ドアにしたいわけだし、通気性もよくないといけないからそれを注意しながら、ビスとビスをハメて一枚の板にしてみる。ただ、穴の開いてる部分は決まっているため、結局は真ん中と上に板が入っていない状態の大きな陳列棚?というか、箱みたいなのが出来てしまった。


R「おいしょっと。」


その大きな箱を立てかけて、開いている壁の穴を塞ぎ壁を作る。ただ、上の方は隙間も出来ているし、横と下も小さな隙間が出来ているのだけれど、これで動物のような大きい生物は入って来れないし、通気性も良いため一安心。
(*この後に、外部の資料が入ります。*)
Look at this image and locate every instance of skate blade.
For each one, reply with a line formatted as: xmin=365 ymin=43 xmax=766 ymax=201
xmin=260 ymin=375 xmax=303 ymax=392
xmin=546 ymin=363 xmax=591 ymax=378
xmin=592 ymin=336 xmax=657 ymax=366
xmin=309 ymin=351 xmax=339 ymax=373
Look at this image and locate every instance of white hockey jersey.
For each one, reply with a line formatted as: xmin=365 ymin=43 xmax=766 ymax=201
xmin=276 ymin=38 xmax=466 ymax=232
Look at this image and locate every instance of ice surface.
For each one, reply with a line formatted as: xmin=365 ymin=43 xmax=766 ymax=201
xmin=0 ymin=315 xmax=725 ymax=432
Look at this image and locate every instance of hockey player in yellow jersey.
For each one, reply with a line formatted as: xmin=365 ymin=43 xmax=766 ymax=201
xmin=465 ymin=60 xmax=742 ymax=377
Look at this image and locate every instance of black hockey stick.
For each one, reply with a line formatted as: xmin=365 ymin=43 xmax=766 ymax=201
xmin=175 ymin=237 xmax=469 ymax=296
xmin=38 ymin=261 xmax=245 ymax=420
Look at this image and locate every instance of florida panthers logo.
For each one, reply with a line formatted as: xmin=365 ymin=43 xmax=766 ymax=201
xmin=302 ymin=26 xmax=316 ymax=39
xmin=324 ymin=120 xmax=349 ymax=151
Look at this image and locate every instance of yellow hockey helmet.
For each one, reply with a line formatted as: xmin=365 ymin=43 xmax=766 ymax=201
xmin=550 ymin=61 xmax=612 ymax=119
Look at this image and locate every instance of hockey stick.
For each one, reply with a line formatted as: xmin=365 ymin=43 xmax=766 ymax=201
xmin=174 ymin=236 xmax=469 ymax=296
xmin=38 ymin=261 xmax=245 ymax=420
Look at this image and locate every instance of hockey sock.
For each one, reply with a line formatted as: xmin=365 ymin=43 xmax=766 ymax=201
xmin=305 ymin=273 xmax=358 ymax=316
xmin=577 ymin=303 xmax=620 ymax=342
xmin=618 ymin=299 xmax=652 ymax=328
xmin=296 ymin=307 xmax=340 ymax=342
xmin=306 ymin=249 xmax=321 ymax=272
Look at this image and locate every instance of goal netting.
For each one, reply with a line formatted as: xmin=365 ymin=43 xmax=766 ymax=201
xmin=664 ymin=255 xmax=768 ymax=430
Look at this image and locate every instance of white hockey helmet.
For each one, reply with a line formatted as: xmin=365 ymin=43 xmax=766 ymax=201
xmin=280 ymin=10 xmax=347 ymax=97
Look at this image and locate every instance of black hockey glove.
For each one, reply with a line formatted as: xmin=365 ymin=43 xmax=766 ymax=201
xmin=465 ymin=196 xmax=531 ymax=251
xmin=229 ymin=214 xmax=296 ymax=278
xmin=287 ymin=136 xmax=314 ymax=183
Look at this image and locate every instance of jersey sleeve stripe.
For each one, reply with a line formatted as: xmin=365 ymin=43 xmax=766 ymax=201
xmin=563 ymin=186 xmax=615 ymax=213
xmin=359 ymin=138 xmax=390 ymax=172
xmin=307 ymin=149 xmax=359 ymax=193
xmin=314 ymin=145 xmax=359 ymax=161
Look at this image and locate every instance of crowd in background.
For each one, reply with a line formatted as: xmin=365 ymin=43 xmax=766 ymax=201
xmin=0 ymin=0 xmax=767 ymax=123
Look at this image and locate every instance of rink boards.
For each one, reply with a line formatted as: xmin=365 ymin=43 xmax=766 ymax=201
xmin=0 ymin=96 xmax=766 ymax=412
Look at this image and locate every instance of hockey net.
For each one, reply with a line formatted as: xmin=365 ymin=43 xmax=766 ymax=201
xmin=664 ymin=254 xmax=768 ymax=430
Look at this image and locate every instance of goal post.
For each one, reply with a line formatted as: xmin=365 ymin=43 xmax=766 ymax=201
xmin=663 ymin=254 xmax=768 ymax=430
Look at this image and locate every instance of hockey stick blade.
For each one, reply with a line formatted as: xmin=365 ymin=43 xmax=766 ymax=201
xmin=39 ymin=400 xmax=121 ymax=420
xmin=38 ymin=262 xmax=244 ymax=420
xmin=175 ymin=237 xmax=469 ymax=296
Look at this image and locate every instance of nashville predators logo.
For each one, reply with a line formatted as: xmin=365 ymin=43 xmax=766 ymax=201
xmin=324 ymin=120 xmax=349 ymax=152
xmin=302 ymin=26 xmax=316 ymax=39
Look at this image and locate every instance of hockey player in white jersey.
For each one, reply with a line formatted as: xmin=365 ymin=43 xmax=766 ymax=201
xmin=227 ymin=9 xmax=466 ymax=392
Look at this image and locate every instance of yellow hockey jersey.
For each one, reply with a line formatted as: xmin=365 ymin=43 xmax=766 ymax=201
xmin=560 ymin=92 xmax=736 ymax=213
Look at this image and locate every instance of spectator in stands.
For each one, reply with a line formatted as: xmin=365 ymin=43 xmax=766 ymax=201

それに心無しか先ほどよりも部屋が暖かくなったような気さえする。

やり遂げた私は、水だけ飲んでそのまま寝てしまったのだった。


<日記>

-2日目-

(疲れて寝てしまったため何も書けていない。)


<持ち物>

巨大なリュックサック

in[ノート1冊、筆記用具(シャーペンと消しゴムのみ)、水の入ったペットボトル1本、栄ヨーバー2本、マッチ1箱]

栄ヨーバーの袋(ゴミ)

サバイバルナイフ

汚れたバターナイフ2本

汚れたフォーク2本

汚れたスプーン3本

マッチの箱1箱:47/50 (使用中)

※1回火を点けるのを失敗したため一本消費。

バスタオル1枚 (使用中)

タオル1枚 (乾かし中)

タオル1枚 (未開封)

懐中電灯:0/500

1個:賞味期限:2014/06/23 カンパン100g (未開封)

1個:賞味期限:2028/08/11 カンパン100g (未開封) New

1個:賞味期限:2023/01/01 フルーツミックス! (未開封) New

1個:賞味期限:2028/09/12 サバっと缶 水煮 (未開封)

1個:賞味期限:2025/12/01 ウマっとコーン (未開封)

1個:賞味期限:2027/08/20 カンパン50g (未開封)

1瓶:大きな瓶に入ったお酒?1000/1000 (未開封) New

※ラベルが剥がれているためお酒っぽいという事しか分からない。

水の入ったペットボトル1本:70/100

空のペットボトル1本:0/100

匂いのヤバイペットボトル1本:0/100

キッチンを美しく!:???/80

錆びたバケツ 

in[錆びたハサミ2個、錆びた針12本]


現在時刻:夜(?)

外の天気:曇り。

気温:寒い(?)

健康状態:健康、とても疲れてる。